Father John A. Kiley
Posted

The choice of the name Francis by our present Holy Father has expectedly generated a renewed interest in the life and work of the ever-popular St. Francis of Assisi. By a serendipitous co-incidence, Dominican Father Augustine Thompson, professor at Berkeley, recently authored an extensive biography on the saintly poor man.

The familiar outline of the saint’s life is approached frankly and objectively by this professor of Italian history. As the Solemnity of the Most Holy Body and Blood of Jesus Christ is observed this coming Sunday, St. Francis’ pious and practical appreciation of Holy Mass is well worth reviewing.

The Bible is often thought to have been ignored by Catholics before (and even after) the era of Martin Luther. But St. Francis puts the lie to this mistaken notion by his practical and personal devotion to Scripture. On more than one occasion, St. Francis and his companions “cracked the Bible” opening the text randomly in an effort to discern God’s will concerning the future of the Franciscan brotherhood. St. Francis, as a deacon, was deputed to read daily the copious psalms that constituted the Divine Office in the Middle Ages. While less educated friars recited the Lord’s Prayer over and over during the time allotted for the Office, St. Francis prayed and thrilled to the imagery of the psalms and the Gospels. Dominican author Thompson contends that St. Francis’ appreciation of nature derived less from his enjoyment of the Tuscan countryside and more from his pleasure of reading about the lilies of the field and the birds of the air that he encountered in Sacred Scripture. St. Francis’ love of nature thus happily sprang from the beauty and imagery of nature which he discovered by reading the Bible. The word of God spoke more vividly and graphically to the saint than any stroll in the rural Italian landscape. Accordingly the Scripture’s imaginative depiction of wildlife and landscape, animals and flowers, readily found its way into St. Francis’ own prayers and preaching.
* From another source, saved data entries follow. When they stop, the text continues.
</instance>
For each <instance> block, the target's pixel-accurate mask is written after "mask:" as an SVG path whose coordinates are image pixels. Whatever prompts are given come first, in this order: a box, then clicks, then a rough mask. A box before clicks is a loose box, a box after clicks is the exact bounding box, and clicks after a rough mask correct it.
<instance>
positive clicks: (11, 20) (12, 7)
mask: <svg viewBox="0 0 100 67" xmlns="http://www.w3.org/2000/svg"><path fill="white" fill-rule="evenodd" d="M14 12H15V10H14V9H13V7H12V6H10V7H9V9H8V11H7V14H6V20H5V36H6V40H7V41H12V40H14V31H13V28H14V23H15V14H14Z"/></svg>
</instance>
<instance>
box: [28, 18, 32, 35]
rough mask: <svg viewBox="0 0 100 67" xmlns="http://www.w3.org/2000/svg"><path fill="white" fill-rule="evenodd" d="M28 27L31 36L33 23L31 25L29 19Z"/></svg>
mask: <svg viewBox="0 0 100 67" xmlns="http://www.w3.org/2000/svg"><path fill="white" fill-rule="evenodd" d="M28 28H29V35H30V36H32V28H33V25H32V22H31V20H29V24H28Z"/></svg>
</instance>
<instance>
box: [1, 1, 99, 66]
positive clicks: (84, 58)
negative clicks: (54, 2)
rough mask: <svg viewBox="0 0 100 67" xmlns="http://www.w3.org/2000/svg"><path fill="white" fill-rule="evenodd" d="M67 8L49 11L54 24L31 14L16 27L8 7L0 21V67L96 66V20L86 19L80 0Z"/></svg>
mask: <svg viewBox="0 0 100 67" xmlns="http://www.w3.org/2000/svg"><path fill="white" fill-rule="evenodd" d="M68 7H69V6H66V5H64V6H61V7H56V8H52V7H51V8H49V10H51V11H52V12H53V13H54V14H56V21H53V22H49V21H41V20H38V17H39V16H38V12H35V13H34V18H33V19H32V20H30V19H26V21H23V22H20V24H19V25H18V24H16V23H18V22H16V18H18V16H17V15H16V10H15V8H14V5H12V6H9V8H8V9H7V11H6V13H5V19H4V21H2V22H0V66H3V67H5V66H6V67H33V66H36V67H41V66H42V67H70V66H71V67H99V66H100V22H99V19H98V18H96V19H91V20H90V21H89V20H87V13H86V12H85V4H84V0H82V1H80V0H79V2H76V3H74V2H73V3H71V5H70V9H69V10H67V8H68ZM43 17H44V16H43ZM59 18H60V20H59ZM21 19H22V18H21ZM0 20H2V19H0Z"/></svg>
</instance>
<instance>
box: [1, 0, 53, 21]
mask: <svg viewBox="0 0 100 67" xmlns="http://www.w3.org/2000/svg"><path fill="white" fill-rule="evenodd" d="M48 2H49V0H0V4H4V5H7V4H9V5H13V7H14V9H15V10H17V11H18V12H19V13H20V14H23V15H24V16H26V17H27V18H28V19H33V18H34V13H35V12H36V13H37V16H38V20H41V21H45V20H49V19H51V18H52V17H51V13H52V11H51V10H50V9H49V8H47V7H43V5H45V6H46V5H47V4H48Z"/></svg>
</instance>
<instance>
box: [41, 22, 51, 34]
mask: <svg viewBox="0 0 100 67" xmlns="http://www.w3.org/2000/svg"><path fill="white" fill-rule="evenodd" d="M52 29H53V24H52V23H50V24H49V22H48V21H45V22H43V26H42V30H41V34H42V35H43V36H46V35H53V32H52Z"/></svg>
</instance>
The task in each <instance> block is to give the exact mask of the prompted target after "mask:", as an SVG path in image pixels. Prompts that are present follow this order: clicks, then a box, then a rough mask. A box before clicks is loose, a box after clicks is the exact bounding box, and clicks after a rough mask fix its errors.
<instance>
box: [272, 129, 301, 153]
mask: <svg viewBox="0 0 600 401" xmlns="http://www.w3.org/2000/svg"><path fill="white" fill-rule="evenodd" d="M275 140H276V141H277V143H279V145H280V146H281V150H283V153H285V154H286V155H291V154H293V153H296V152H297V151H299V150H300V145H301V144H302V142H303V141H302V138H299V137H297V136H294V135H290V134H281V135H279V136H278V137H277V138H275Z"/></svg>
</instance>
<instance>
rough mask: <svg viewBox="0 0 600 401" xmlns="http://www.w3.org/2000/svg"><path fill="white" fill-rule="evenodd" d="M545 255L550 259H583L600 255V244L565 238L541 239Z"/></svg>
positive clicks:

Not only pictorially but also stylistically, St. Francis’ texts drew much from the Bible. There is a noticeable similarity between St. Francis’ famous Canticle of the Sun and the Biblical canticle sung by the three young men in the fiery furnace. St. Francis also had a curious but understandable for respect even for bits of paper on which a Bible verse or the Holy Name might be written. These scraps were to be “honored and respected.”

Equally practical, according to the Dominican biographer, was St. Francis’ concern for the proper observance of the Service of the Eucharist during the celebration of Mass. Although poorly clad and easily satisfied with his own accommodations, St. Francis was very intent on the freshness of the linens and the cleanliness of the utensils used during Mass. Country churches which St. Francis and his company would visit during their walks about central Italy were often neglected and even in disrepair. The disrespect thus evidenced toward the Eucharist pained St. Francis and he, like St. John Vianney long after him, would always insist on the best appointments for the Body and Blood of Christ even though he required only the barest necessities for himself. The author writes tellingly of St. Francis: “In his final words to his followers, the issue he found most pressing was not poverty, not obedience, but proper reverence for the Eucharist.” In spite of the fact that St. Francis is remembered much more today for his poverty, references to the Mass and to the Eucharist vastly outnumber any references to poverty in the writings of St. Francis that remain today.

In 1986 the US Postal Service issued a commemorative stamp, appropriately in San Francisco, honoring the 800th anniversary of the birth of St. Francis.

The postmaster general made clear that the saint was being honored for his respect for nature, an early environmentalist so to speak, and for his concern for the poor, a pioneer social worker as it were. However persons of faith should recall that St. Francis’ principal passions were the Bible and the Body and Blood of Christ. His last spoken request was to have St. John’s Passion account read over his dying body.